The final, 'The Ring of Fire' consists of both Solfest sisters, Lady Briggs, Del, Patty and two more. Sharon breaks down in tears so both Pauline and Lady Briggs encourage her. Del has a hostile call from Daneel and notices Patty's water has broken. Just after the judges choose Del's dish, not only does Daneel happily jump in, ecstatically declaring she has won, but the footage taken in Bananas is shown. Del confided to Lars his collaboration with Daneel.

Chaos ensues, as Del runs out with the check. The studio gets locked down, so Patty's husband sneaks in with the Muffin Man's costume. Paramedics soon follow. Reevaluating the entries, Pauline is declared the victor.

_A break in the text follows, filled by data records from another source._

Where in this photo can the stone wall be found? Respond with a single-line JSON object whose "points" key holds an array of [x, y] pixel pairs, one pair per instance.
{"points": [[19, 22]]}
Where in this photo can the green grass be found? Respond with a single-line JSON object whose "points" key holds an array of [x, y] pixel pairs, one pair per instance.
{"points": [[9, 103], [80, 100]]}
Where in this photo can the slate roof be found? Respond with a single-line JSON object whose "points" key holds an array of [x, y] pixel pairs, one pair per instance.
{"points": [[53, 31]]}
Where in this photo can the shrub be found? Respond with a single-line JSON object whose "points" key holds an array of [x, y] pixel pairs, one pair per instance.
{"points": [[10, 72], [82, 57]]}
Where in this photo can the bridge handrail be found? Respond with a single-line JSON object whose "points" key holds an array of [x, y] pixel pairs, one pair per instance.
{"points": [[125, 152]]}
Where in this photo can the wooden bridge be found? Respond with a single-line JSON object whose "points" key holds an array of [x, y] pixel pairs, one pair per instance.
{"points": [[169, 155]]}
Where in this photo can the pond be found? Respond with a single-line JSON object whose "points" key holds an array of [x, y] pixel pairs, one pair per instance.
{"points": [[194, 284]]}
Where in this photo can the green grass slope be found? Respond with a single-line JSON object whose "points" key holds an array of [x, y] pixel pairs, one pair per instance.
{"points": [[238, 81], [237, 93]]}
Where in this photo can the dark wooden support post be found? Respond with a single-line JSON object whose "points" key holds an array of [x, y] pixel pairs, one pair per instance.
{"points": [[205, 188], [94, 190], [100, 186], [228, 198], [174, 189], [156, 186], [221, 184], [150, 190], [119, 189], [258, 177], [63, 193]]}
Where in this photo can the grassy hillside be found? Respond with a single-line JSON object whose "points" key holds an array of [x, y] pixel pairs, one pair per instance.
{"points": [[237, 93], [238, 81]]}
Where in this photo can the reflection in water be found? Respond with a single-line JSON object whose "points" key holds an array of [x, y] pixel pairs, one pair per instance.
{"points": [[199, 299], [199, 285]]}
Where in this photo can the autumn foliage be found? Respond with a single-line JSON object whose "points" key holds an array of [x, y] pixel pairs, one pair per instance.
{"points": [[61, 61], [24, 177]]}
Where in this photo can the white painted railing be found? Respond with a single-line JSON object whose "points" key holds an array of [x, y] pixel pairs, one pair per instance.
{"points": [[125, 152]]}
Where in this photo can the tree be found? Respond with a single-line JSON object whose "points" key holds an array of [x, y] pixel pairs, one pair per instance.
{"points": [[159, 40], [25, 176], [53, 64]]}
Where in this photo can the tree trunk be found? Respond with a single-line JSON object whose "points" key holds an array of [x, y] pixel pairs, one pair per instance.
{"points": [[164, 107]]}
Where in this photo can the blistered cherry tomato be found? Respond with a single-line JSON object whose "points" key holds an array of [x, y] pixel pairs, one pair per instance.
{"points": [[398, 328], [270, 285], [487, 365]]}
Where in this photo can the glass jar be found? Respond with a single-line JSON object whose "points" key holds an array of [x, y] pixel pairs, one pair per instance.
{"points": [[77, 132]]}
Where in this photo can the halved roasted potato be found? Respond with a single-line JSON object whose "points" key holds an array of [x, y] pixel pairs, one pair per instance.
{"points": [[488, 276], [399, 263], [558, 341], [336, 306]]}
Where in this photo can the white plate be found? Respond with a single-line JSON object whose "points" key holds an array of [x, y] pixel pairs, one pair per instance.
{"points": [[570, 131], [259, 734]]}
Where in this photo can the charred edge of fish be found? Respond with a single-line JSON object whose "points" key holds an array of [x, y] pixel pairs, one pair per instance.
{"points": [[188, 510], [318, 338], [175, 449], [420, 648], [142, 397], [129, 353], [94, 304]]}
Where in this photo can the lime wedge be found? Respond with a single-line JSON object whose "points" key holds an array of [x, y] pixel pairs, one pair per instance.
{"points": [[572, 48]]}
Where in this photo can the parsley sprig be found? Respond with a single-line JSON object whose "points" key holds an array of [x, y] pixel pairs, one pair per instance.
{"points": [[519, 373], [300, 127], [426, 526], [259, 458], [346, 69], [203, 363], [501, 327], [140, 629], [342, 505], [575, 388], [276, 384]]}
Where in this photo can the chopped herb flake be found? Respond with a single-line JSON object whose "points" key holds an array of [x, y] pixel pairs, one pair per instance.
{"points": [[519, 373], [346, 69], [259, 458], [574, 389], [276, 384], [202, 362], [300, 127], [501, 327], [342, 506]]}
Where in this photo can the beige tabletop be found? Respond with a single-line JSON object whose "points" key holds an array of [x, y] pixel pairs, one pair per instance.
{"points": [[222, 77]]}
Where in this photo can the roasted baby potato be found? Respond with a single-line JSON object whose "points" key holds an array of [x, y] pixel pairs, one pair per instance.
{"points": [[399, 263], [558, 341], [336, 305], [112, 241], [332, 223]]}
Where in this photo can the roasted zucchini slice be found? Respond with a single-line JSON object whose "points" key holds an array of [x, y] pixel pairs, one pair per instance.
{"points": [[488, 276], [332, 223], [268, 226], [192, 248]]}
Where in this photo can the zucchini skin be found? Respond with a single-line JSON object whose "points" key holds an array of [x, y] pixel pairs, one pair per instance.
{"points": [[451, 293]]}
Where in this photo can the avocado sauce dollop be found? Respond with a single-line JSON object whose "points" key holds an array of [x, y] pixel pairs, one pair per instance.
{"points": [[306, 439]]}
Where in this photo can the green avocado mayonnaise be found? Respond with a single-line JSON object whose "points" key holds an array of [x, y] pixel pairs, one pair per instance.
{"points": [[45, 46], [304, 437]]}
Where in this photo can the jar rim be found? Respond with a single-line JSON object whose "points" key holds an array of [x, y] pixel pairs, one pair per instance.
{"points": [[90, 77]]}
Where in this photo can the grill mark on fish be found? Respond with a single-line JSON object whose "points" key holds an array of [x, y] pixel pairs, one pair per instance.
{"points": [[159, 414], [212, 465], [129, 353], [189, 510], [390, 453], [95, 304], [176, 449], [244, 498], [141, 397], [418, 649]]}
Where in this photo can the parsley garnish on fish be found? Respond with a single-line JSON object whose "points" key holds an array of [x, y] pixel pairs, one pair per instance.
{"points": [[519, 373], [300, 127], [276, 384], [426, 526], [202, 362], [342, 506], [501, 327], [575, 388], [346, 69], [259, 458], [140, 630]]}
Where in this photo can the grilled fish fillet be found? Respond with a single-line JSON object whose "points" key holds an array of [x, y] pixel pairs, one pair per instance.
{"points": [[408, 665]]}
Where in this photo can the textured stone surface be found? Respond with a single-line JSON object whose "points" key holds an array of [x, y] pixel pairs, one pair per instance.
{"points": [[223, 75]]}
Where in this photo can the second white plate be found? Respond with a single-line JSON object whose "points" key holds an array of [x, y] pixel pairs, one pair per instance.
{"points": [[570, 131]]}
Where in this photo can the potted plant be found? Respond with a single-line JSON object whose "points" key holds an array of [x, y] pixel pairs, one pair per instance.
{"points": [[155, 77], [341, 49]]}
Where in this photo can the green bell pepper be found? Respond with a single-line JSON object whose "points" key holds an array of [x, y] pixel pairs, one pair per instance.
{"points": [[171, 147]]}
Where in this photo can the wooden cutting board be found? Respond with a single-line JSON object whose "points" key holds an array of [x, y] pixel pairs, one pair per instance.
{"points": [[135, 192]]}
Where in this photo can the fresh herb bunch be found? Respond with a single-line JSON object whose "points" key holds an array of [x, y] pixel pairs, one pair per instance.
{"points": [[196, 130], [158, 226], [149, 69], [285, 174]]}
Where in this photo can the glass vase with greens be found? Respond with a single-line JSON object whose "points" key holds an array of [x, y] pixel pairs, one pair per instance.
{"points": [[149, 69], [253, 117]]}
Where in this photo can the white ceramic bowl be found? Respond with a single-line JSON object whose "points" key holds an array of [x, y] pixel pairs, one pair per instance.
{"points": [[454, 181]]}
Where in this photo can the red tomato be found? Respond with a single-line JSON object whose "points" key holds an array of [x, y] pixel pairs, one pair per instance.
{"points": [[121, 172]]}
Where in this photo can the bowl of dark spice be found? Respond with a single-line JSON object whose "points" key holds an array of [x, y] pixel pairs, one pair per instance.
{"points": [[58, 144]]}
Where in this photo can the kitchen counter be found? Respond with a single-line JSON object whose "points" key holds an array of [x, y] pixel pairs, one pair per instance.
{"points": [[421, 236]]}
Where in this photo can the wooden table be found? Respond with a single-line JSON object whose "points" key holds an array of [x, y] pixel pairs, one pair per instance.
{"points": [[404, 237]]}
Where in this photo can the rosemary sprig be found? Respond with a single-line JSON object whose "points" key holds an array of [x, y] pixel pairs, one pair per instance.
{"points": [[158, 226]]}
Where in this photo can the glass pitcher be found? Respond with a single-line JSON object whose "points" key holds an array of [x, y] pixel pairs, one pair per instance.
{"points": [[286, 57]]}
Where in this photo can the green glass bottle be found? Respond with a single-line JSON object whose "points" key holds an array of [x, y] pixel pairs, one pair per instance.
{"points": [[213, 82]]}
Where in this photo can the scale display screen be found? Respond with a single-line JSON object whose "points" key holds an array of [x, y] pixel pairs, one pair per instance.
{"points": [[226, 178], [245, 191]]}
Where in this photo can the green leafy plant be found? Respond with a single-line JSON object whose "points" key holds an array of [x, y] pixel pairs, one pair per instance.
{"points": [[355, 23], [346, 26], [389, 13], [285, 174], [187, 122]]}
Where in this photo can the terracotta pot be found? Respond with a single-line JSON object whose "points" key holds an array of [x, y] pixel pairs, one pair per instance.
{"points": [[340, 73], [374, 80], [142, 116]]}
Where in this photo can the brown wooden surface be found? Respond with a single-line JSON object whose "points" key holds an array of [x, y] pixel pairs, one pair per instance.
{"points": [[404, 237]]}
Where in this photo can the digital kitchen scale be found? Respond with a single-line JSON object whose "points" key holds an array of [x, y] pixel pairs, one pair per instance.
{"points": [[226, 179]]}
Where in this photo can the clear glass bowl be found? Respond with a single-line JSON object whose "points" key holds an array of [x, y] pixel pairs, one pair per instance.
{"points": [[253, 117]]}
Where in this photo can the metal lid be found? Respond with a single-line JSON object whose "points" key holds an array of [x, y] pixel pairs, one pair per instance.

Six months later, a news report references Cookoffgate, as both Daneel Kuhar and Del Crawford have been imprisoned. Her conviction is for fraudulently entering the contest via him with her recipe, as she had already participated in the contest three other times.

==Production==
The film was already finished by 2007, but was shelved without explanation for a decade. In September 2017, Lionsgate Premiere reportedly was to finally release the film. Lionsgate had reportedly edited the film prior to release by cutting 20 minutes of footage and adding 22 minutes of previously unused footage.

==Release==
The film made its worldwide premiere at the US Comedy Arts Festival in Aspen, Colorado, in February 2007. The film was released in theaters and on VOD on November 17, 2017.

==Reception==
On review aggregation website Rotten Tomatoes, the film has an average rating of 25% based on eight reviews, with an average rating of 6.20/10.

John DeFore of The Hollywood Reporter writes, "Cook Off! piles some better-than-this comedians into a culinary competition whose dishes look as unpalatable as the film itself." Ben Kenigsberg of The New York Times writes: "The movie tries to do for amateur cooking contests what Best in Show did for dog competitions, but the strained folksiness and tired stereotypes couldn't be further from the snap and wit of prime Christopher Guest. Michael Rechtshaffen of the Los Angeles Times writes, "Wafting into theaters after sitting on the back burner for the last decade, Cook Off! is a shrill, gloppy mess of a mockumentary being served up well past its "best before" date — if there ever actually were one."